Indien en voor zover bij de accountantscontrole materiële financiële onrechtmatige handelingen worden geconstateerd worden deze in de rapportage en oordeelsweging uitsluitend betrokken indien en voor zover het door de raad of hogere overheden vastgestelde regels betreft. Met andere woorden: interne regels van college naar ambtelijke organisatie c.q. collegebesluiten vallen daar buiten. Deze interne regels kunnen overigens wel relevant zijn voor de nadere vaststelling van de invulling van "hogere" besluiten, maar zijn op zich geen object van onderzoek. Voorts kan een afwijking van deze lagere regelgeving passend zijn binnen de uitvoering van hogere besluiten. Het is (over het algemeen) aan het college om een oordeel te vellen over de geconstateerde afwijkingen van lagere interne regels.

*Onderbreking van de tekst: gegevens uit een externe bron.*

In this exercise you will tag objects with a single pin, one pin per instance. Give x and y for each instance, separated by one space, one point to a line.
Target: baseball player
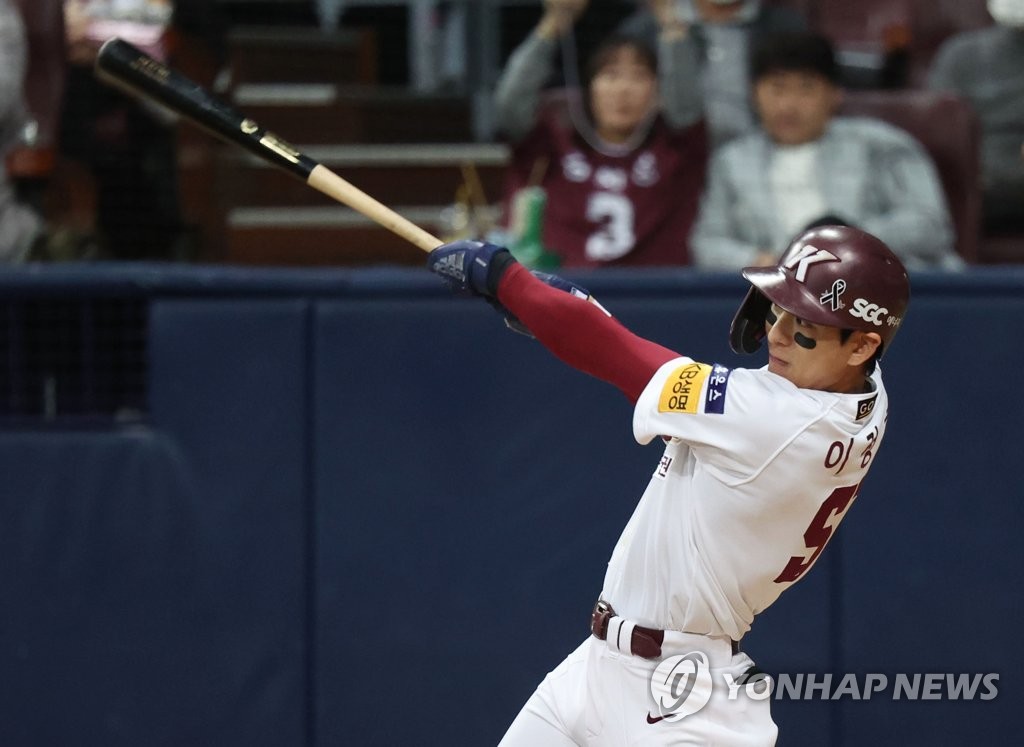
759 467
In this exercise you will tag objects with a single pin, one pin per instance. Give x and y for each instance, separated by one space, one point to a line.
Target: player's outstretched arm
581 333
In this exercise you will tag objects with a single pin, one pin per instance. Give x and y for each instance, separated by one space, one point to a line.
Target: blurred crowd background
399 97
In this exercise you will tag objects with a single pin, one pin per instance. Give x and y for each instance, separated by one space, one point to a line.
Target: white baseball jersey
756 475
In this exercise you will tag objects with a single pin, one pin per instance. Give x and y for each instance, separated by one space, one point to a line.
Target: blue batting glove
470 266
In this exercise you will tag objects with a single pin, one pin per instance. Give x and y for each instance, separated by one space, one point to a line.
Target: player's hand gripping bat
127 68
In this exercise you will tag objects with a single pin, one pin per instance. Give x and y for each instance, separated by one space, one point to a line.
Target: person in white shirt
758 469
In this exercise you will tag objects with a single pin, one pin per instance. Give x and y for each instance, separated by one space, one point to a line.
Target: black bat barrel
131 69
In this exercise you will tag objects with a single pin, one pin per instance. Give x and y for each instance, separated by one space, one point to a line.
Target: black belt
645 642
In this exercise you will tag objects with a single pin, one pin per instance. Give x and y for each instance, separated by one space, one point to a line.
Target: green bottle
527 230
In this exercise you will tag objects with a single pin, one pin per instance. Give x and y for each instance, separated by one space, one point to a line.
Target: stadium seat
948 129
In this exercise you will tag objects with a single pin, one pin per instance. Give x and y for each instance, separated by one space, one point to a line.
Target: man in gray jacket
806 167
986 67
19 225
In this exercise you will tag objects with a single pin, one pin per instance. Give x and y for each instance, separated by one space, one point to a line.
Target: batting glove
470 266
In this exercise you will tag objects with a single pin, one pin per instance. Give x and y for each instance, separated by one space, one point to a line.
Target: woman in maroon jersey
622 170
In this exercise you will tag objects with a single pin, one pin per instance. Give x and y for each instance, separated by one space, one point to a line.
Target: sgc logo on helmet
870 313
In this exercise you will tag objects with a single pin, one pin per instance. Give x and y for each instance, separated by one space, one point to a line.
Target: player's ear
864 344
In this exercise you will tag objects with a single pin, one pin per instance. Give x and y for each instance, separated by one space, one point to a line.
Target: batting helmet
836 276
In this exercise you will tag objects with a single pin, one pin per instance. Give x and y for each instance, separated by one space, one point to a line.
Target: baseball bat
125 67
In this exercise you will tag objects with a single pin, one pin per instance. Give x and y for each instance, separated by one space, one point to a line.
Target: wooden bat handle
330 183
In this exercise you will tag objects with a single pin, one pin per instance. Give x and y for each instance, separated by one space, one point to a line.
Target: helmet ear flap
748 330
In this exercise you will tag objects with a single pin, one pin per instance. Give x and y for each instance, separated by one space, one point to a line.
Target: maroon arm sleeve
581 334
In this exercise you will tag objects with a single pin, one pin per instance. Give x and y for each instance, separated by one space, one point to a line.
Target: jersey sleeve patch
717 384
681 392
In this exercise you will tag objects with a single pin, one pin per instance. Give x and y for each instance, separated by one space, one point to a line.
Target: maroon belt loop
645 642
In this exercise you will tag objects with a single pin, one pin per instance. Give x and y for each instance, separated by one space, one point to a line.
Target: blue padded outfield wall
355 510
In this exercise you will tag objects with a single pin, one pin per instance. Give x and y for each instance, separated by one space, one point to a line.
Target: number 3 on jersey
819 532
614 216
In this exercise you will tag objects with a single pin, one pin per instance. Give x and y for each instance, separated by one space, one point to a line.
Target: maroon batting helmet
834 275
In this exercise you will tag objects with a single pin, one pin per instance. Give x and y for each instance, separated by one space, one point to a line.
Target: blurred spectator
807 167
622 173
129 148
19 225
986 67
724 32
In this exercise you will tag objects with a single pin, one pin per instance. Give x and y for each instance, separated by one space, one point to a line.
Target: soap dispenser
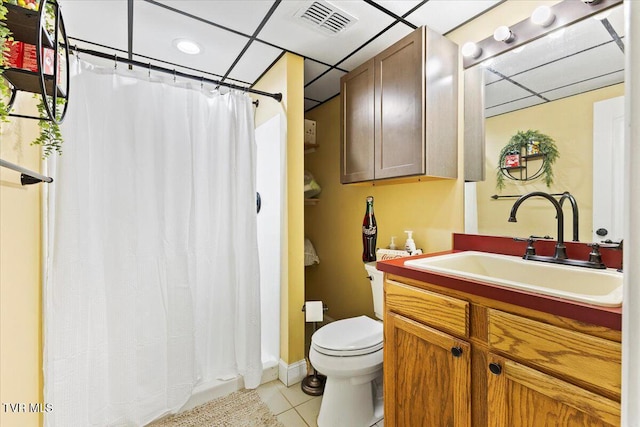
410 245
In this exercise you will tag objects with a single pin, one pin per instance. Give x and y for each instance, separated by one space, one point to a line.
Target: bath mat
243 408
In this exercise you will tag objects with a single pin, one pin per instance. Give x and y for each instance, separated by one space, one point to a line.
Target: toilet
349 353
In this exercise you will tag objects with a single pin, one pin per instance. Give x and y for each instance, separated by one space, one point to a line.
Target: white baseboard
293 373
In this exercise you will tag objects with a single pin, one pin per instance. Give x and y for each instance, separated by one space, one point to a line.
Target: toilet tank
375 277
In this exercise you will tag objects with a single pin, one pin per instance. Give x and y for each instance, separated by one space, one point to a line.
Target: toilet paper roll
313 311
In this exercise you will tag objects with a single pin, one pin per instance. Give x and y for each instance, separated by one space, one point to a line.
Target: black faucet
574 207
560 255
561 250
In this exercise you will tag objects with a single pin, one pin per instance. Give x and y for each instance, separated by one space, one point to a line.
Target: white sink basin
591 286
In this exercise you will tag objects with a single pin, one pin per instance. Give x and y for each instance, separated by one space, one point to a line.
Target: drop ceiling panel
616 19
240 15
503 91
445 15
309 104
376 46
155 28
313 69
556 45
103 22
325 87
255 60
512 106
286 31
586 86
399 7
589 64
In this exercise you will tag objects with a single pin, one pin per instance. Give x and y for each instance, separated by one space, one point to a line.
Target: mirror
549 85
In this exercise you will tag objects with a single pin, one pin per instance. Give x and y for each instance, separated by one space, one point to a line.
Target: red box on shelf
511 160
13 56
30 61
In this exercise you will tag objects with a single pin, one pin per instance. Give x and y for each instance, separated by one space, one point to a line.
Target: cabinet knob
495 368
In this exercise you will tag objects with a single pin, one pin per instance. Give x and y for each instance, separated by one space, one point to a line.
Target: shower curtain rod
27 177
174 72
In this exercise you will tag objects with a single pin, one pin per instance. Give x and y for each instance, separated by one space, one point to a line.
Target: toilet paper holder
313 384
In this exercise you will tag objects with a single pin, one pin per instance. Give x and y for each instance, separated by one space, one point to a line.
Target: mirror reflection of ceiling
585 56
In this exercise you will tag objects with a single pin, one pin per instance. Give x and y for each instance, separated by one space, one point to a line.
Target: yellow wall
287 77
569 122
433 209
20 276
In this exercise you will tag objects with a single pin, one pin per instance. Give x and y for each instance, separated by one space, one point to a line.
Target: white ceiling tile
385 40
240 15
602 60
97 21
502 92
286 31
616 19
552 47
255 60
399 7
512 106
313 69
325 87
445 15
586 86
155 28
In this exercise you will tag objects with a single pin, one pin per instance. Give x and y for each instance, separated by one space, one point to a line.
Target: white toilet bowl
349 353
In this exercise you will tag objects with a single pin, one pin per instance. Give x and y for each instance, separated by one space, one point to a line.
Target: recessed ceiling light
187 46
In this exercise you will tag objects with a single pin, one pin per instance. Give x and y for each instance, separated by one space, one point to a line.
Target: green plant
519 142
5 37
50 137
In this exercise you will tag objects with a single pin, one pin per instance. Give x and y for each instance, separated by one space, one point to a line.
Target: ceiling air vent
325 17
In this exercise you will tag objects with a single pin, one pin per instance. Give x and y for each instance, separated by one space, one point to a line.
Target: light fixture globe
503 34
471 50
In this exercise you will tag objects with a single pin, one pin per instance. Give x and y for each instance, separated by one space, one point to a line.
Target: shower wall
270 185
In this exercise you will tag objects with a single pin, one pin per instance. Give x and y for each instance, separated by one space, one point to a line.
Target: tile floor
291 405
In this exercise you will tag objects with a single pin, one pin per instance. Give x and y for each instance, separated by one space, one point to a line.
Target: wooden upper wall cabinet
399 111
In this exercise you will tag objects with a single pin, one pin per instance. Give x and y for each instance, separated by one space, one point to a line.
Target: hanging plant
531 142
5 38
50 136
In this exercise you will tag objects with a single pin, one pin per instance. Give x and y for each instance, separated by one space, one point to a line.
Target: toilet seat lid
349 337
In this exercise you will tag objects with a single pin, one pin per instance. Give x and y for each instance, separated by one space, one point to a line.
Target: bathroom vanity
462 352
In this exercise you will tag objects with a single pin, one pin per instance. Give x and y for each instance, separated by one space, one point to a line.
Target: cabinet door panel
357 124
520 396
426 383
399 101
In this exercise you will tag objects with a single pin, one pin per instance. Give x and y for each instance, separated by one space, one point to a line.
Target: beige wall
20 276
569 122
287 77
433 209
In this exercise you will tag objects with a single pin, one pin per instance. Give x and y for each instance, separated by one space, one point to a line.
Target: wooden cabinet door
357 124
399 100
519 396
426 375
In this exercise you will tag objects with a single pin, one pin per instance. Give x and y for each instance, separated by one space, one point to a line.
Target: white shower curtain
152 278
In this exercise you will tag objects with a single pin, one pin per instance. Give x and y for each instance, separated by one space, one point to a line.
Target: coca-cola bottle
369 233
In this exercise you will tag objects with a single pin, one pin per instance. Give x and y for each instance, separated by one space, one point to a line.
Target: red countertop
610 317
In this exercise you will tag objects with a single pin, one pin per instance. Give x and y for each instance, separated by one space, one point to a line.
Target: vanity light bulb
471 50
543 16
503 34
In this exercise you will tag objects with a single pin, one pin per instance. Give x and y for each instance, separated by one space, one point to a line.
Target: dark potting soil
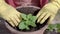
34 11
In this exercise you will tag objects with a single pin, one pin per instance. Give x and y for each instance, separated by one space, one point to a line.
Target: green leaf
33 19
22 25
28 20
29 16
24 16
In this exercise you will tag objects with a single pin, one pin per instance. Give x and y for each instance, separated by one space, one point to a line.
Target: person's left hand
49 10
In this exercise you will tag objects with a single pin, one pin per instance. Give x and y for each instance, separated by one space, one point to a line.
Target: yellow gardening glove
9 13
49 10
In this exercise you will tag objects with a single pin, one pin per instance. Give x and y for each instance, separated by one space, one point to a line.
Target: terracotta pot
40 31
33 9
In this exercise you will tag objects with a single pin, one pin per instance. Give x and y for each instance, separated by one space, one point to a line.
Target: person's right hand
49 10
9 13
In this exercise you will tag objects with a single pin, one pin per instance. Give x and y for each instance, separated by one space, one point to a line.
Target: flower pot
40 31
32 10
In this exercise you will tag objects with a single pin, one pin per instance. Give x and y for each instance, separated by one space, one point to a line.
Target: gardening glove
9 13
49 10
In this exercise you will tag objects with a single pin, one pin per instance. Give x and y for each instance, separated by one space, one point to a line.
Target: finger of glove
40 12
42 16
51 19
44 19
10 22
14 21
16 18
19 16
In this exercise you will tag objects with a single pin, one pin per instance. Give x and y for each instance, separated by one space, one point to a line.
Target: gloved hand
9 13
49 10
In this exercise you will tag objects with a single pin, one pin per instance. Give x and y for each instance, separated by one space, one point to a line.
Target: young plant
55 27
27 20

6. Rapportering accountant

Tijdens en na afronding van de controlewerkzaamheden rapporteert de accountant hierna in het kort weergegeven als volgt:

Interim-controles

Door de accountant wordt een zogenaamde interim-controle uitgevoerd. Over de uitkomsten van die tussentijdse controle wordt een verslag uitgebracht aan het managementteam.

Verslag van bevindingen

Overeenkomstig de gemeentewet wordt omtrent de controle een verslag van bevindingen uitgebracht aan de raad en in afschrift aan het College van Burgemeester en Wethouders. In het verslag van bevindingen wordt gerapporteerd over de opzet en uitvoering van het financiële beheer en of de beheersorganisatie een getrouw en rechtmatig financieel beheer en een rechtmatige verantwoording daarover waarborgen. De door de raad ingestelde begeleidingscommissie zal hierbij fungeren als overlegorgaan waarmee het verslag van bevindingen zal worden besproken.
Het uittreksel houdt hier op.